Memang tidak semua masyarakat memilih cara di atas. Di bagian lain, gema zikir juga menandai malam pergantian tahun. Misalnya yang terjadi di Masjid At Tin Taman Mini Indonesia Indah, Jakarta Timur, yang antara lain dihadiri Menteri Agama Suryadharma Ali, mantan Ketua MPR Hidayat Nur Wahid, dan anggota DPD AM Fatwa. Di Banda Aceh, Nanggroe Aceh Darussalam, zikir akbar sambut tahun baru 2011 digelar di Masjid Raya Baiturrahman, dipimpin ulama asal Yaman yang juga dihadiri 200 ulama dari seluruh Aceh.
Pelaksanaan zikir dan doa bersama juga menjadi pilihan di Gorontalo dan Sukoharjo. Ribuan orang larut dalam zikir dan doa bersama tersebut. Mereka menghindari sambut pergantian tahun 2010 menuju 2011 dengan gelar pesta "hura-hura" yang memboroskan dana. Evaluasi dan introspeksi diri menjadi pilihan, ketimbang membakar petasan dan mercon yang berpotensi bencana. Misalnya seperti yang terjadi di Samarinda, empat unit rumah terbakar pada detik-detik pergantian tahun akibat percikan kembang api yang jatuh di atap rumah. Mobil pemadam kebakaran yang sudah siaga, tidak mampu menembus keramaian jalan yang dipadati massa.
Contoh bencana lainnya terjadi di Makasar, Ilham, bocah usia dua tahun menangis histeris setelah terkena petasan yang dinyalakan sekelompok pemuda.
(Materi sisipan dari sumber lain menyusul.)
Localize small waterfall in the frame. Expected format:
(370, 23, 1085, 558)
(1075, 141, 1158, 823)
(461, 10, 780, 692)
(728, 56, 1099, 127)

Insiden terjadi saat Ilham dan kedua orang tuanya berada di tengah ribuan orang, yang sedang menyambut pergantian tahun di Pantai Losari Makassar. Ilham yang mengalami luka di bagian pelipis langsung dilarikan ke rumah sakit untuk segera mendapat perawatan. Tetapi pesta petasan tetap berlanjut, warga tetap menyalakan petasan dan kembang api untuk menyambut datangnya tahun baru 2011.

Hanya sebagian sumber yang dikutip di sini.